Below, X and Y refers to the random variable and x and y refer to a specific realization from this random variable.
state estimates (x)
For type="xtT"
, tsSmooth.marssMLE
returns the confidence intervals of the state at time \(t\) conditioned on the data from 1 to \(T\) using the estimated model parameters as true values. These are the standard intervals that are shown for the estimated states in state-space models. For example see, Shumway and Stoffer (2000), edition 4, Figure 6.4. As such, this is probably what you are looking for if you want to put intervals on the estimated states (the \(\mathbf{x}\)). However, these intervals do not include parameter uncertainty. If you want state residuals (for residuals analysis), use MARSSresiduals()
or residuals()
.
Quantiles The state \(\mathbf{X}_t\) in a MARSS model has a conditional multivariate normal distribution, that can be computed from the model parameters and data. In Holmes (2012, Equation 11) notation, its expected value conditioned on all the observed data and the model parameters \(\Theta\) is denoted \(\tilde{\mathbf{x}}_t\) or equivalently \(\mathbf{x}_t^T\) (where the $T$ superscript is not a power but the upper extent of the time conditioning). In MARSSkf
, this is xtT[,t]
. The variance of \(\mathbf{X}_t\) conditioned on all the observed data and \(\Theta\) is \(\tilde{\mathbf{V}}_t\) (VtT[,,t]
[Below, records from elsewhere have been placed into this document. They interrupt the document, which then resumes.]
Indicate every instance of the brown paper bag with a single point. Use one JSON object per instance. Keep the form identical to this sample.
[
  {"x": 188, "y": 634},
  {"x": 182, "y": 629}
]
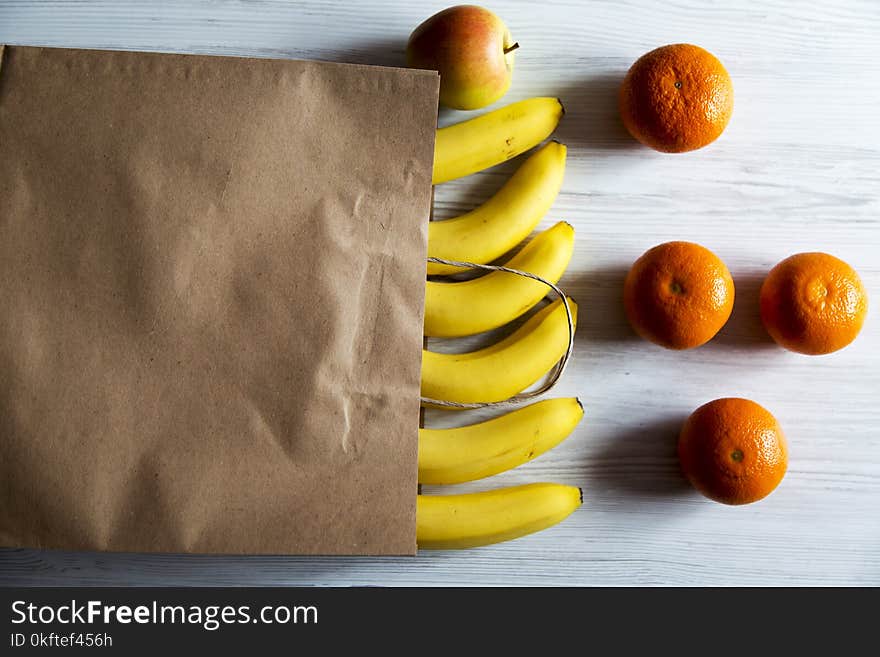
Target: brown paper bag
[{"x": 211, "y": 292}]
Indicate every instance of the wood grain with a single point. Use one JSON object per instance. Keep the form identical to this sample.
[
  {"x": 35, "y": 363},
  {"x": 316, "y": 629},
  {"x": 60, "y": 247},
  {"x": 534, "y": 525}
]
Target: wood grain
[{"x": 797, "y": 169}]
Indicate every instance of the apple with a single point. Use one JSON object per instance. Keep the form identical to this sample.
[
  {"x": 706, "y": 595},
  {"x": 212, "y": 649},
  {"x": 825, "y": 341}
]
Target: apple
[{"x": 473, "y": 51}]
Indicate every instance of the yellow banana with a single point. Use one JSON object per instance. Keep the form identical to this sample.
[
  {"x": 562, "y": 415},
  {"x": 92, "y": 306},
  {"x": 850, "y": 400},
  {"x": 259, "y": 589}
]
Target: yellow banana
[
  {"x": 452, "y": 456},
  {"x": 506, "y": 219},
  {"x": 503, "y": 369},
  {"x": 487, "y": 140},
  {"x": 481, "y": 304},
  {"x": 448, "y": 522}
]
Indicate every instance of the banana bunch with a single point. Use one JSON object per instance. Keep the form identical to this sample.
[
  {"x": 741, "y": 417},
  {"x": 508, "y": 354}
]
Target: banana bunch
[{"x": 455, "y": 308}]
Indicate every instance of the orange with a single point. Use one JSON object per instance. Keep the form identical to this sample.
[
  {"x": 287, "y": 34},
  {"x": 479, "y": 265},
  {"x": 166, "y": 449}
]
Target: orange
[
  {"x": 733, "y": 451},
  {"x": 813, "y": 303},
  {"x": 678, "y": 295},
  {"x": 676, "y": 98}
]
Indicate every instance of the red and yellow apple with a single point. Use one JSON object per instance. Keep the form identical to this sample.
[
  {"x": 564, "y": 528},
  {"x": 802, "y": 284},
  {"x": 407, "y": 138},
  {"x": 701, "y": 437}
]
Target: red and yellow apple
[{"x": 473, "y": 51}]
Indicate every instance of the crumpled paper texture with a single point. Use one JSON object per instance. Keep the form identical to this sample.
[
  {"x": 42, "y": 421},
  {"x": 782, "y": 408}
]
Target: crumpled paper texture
[{"x": 211, "y": 297}]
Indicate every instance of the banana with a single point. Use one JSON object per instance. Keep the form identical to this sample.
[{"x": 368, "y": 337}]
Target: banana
[
  {"x": 448, "y": 522},
  {"x": 487, "y": 140},
  {"x": 481, "y": 304},
  {"x": 452, "y": 456},
  {"x": 506, "y": 219},
  {"x": 503, "y": 369}
]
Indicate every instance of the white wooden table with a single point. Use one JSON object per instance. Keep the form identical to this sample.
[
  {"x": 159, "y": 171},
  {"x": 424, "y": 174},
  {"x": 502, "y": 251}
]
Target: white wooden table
[{"x": 797, "y": 169}]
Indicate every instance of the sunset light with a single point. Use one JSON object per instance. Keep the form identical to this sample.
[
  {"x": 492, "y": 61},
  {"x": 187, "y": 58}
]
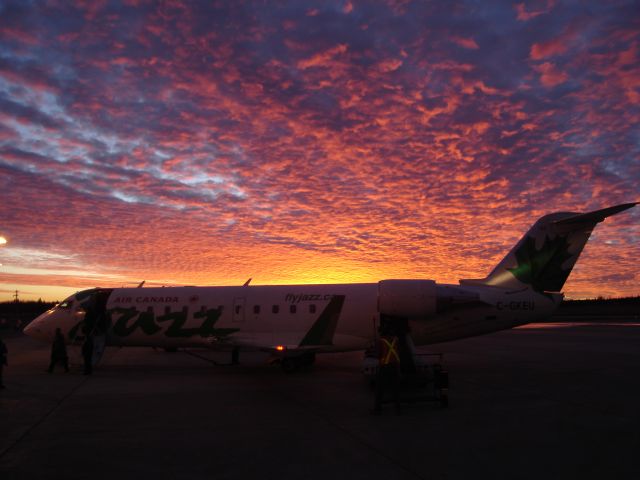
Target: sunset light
[{"x": 206, "y": 143}]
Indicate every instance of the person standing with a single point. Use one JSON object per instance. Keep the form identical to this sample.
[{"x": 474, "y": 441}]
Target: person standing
[
  {"x": 87, "y": 355},
  {"x": 59, "y": 352},
  {"x": 388, "y": 375},
  {"x": 3, "y": 361}
]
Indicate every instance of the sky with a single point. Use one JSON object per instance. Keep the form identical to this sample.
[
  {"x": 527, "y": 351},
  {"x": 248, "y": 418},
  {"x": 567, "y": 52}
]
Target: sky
[{"x": 205, "y": 143}]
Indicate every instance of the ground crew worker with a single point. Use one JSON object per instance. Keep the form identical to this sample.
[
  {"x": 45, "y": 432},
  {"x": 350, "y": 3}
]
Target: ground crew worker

). Note that VtT[,,t] != B VtT[,,t-1] t(B) + Q
, which you might think by looking at the MARSS equations. That is because the variance of \(\mathbf{W}_t\) conditioned on the data (past, current and FUTURE) is not equal to \(\mathbf{Q}\) (\(\mathbf{Q}\) is the unconditional variance).
\(\mathbf{x}_t^T\) (xtT[,t]
) is an estimate of \(\mathbf{x}_t\) and the standard error of that estimate is given by \(\mathbf{V}_t^T\) (VtT[,,t]
). Let se.xt
denote the sqrt of the diagonal of VtT
. The equation for the \(\alpha/2\) confidence interval is (qnorm(alpha/2)*se.xt + xtT
). \(\mathbf{x}_t\) is multivariate and this interval is for one of the \(x\)'s in isolation. You could compute the m-dimensional confidence region for the multivariate \(\mathbf{x}_t\), also, but tsSmooth.marssMLE
returns the univariate confidence intervals.
The variance VtT
gives information on the uncertainty of the true location of \(\mathbf{x}_t\) conditioned on the observed data. As more data are collected (or added to the analysis), this variance will shrink since the data, especially data at time \(t\), increases the information about the locations of \(\mathbf{x}_t\). This does not affect the estimation of the model parameters, those are fixed (we are assuming), but rather our information about the states at time \(t\).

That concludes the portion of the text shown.